How would you describe the changes and development of Wimbledon during your lifetime?

It’s the end of the blue collar worker. Certainly Wimbledon down the hill would be populated by blue collar workers but now they have all been overtaken by white collar workers and that’s just the nature of things. The blue collar jobs have disappeared and also they are a lot better educated and a Cockney accent cannot be heard anywhere - hardly anywhere - in South Wimbledon. I’m horrified when I do the school run. All the children are speaking BBC English. It’s so irritating. If only they could say ‘ain’t’ and ‘nuffink’ but it’s all gone forever.

The appearance of Wimbledon? Well we have a better access to some of the shops now. We have Centre Court which is quite good but I think no-one would have swapped our [old] public hall for Centre Court if they had any say in the matter. The other shops haven’t changed really. We’ve got supermarkets, the first one was Sainsburys and it’s still there. They’ve now brought back a Sainsburys in the location of the original [one] opposite the theatre. The new Piazza is a plus, definitely. We lost Victoria Crescent. The ladies struggling for emancipation – the vote – had their office in Victoria Crescent and now it’s a supermarket and the road has gone forever.

I used to like the Wimbledon where we had four cinemas so you could see a great variety of films if you wanted to in one week. They were so popular it was necessary to queue outside. There were three levels of queuing. One was ‘queuing’. Then if you were in the auditorium it was called ‘standing’ and if you were in the [vestibule] it would be called ‘waiting’. Those were the days. Television is marvellous and you can see some good films on television but I used to get a lot of fun out of going to the cinema.

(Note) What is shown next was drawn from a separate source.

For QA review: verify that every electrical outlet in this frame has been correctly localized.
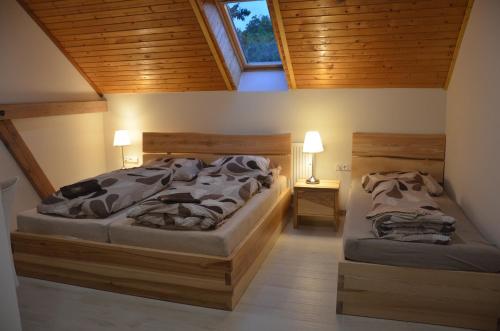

The Common is a marvellous asset. A thousand acres. I can no longer get lost on the Common although I used to. I have walked it so often. But it is something very special for the locality and apart from Richmond Park it is superior to all the other commons. It is still there. We managed to stop the Lord of the Manor taking it over at the critical time and it’s a tremendous asset for the people of Wimbledon.